The second trend is more radical – since SaaS can be seen as "database + business logic," why not let AI Agent directly interact with the database and handle logic?
Nadella's vision aligns with this, but have we reached the dawn?
For now, AI Agent faces obstacles to truly disrupting SaaS.
As a large model "shell," AI Agent's capabilities are constrained by its LLM foundation. LLM's reasoning, multimodal abilities, and hallucination rates affect AI Agent's usability.
In the OSWorld benchmark test, the best AI Agent score is 42.5% (ByteDance's UI-TARS-1.5), below the human average of 70%. This may suffice for personal tasks but falls short for enterprise needs.
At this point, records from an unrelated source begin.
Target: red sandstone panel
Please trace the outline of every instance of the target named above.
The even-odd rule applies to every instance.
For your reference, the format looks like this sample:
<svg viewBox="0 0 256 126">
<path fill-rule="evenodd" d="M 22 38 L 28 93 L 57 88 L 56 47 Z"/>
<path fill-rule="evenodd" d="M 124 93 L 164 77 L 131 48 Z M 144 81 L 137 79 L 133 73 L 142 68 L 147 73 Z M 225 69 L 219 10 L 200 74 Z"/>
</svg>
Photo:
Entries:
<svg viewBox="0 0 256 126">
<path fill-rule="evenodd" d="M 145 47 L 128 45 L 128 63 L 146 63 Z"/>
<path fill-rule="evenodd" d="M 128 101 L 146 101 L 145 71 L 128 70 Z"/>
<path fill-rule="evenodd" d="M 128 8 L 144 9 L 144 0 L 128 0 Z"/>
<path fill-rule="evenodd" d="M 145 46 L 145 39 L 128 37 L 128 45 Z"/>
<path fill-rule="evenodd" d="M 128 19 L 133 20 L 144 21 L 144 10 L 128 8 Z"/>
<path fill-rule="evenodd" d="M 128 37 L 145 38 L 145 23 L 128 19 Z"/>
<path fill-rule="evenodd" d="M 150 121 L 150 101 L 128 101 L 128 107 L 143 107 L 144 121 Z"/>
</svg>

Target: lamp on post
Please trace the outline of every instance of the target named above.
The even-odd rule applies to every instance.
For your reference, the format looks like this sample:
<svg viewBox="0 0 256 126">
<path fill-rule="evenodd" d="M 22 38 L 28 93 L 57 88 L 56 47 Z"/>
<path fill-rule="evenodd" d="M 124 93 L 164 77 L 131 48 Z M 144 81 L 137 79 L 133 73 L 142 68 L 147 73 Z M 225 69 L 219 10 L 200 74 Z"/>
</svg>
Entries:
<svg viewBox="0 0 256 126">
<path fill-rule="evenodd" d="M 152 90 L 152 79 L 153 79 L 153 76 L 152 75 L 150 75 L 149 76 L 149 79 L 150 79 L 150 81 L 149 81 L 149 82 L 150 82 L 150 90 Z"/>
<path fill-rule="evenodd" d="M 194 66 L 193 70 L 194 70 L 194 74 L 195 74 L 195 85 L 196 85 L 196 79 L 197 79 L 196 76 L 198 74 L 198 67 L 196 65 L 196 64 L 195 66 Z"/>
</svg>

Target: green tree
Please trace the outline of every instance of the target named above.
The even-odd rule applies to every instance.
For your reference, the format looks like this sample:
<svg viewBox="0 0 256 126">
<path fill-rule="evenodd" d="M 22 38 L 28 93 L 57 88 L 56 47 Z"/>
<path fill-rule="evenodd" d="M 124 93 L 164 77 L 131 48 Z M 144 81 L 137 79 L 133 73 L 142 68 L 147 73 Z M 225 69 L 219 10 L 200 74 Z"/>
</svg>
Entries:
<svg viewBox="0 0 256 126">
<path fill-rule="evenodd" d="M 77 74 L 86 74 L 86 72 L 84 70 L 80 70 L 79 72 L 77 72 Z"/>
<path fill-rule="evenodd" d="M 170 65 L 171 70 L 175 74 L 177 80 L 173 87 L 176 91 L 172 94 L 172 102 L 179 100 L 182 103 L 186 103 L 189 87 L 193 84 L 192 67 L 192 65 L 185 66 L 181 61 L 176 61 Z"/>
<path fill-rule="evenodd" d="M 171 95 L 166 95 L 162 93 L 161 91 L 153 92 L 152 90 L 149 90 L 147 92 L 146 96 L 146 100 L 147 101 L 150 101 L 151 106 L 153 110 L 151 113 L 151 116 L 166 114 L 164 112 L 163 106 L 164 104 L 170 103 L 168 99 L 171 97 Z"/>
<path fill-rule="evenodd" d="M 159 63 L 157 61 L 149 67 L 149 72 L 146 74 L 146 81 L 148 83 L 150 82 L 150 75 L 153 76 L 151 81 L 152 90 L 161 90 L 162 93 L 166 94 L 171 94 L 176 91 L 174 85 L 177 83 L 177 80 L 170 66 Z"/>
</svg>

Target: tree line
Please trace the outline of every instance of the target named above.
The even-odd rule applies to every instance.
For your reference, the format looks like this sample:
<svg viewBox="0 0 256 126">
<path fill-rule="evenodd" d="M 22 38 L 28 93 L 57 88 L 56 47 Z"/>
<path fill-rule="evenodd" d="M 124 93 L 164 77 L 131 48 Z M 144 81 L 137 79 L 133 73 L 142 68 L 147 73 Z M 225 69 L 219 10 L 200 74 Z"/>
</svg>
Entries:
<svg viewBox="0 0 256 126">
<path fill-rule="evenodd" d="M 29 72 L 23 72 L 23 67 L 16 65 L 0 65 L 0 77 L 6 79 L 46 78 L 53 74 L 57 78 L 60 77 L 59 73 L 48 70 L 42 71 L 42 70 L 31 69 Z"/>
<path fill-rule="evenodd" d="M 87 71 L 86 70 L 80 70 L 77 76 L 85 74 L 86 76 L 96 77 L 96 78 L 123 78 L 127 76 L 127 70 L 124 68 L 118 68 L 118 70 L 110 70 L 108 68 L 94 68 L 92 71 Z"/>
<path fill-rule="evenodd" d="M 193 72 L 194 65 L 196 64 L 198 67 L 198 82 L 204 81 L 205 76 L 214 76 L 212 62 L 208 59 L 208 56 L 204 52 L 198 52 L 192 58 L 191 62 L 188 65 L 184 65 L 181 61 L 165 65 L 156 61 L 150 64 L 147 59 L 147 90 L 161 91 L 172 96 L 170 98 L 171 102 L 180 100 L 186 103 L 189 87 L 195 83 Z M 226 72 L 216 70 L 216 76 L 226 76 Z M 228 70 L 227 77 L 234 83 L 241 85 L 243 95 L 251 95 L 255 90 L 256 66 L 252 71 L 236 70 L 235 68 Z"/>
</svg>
From a cost perspective, while LLM vendors reduce pricing, the economic threshold for large-scale deployment hasn't been reached. Complex tasks incur high invocation costs, potentially leading to rapid resource consumption.
Model fine-tuning, deployment, and optimization in vertical industries require significant technical and financial investments. Being "cool" isn't enough for enterprises to fully embrace AI Agent.
Moreover, AI Agent doesn't fundamentally solve SaaS's data security and compliance issues, introducing new uncontrollable factors.
Tracing and accountability are complex compared to SaaS's clear traceability.
While AI Agent flourishes, no "killer application" at the enterprise level has emerged to replace SaaS.
In summary, AI Agent may reshape the SaaS industry, but the transformation's prelude has just begun. SaaS vendors must seriously consider transformation or integration; hesitation could be fatal.